In other cases, a course of continued observation is recommended. In this instance the tumor will be evaluated from time to time for possible regrowth and accordingly a decision made regarding its treatment.
Hearing Loss
If hearing loss occurs with treatment, it can be helped in some cases with hearing aids. These will be recommended depending on the level of hearing. Total loss of hearing can also be helped with BAHA type systems, including implantation of a bone-conducted hearing aid. Our goal is to restore functionality as much as possible.
Concluding Remarks
The earlier an acoustic tumor is diagnosed and treated, the less likely the possibility of serious complications. Many patients have unilateral hearing loss, head noise, and balance difficulties. Rarely are these symptoms due to an acoustic tumor. Unfortunately, a very careful check of all patients with these symptoms does not always result in an early diagnosis of acoustic tumors. In some cases the tumor becomes relatively large before a definite diagnosis can be established. The problem must be faced as it exists at the time of diagnosis and acceptance made of whatever risks are necessary to treat these tumors.

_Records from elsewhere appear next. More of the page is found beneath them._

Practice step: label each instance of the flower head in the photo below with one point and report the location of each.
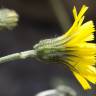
(73, 49)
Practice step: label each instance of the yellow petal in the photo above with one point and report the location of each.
(74, 12)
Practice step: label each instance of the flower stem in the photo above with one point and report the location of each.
(18, 56)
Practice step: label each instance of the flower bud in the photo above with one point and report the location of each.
(8, 18)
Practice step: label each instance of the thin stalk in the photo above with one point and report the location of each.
(18, 56)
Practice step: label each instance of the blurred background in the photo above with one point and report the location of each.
(39, 19)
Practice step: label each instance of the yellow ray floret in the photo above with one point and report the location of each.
(73, 49)
(82, 58)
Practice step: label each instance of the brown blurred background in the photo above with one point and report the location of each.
(39, 19)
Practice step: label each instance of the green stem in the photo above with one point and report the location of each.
(18, 56)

The statements made herein are based on our personal experiences in managing a large series of acoustic tumor cases. If you have any questions about yourself and a possible acoustic tumor, please discuss them with your doctor. We want to work with you to provide the best long term outcome. Feel free to consult a second otologist or neurosurgeon regarding your situation. If you are a patient of the Nashville ENT Clinic, your medical records can be sent to any consultant you desire.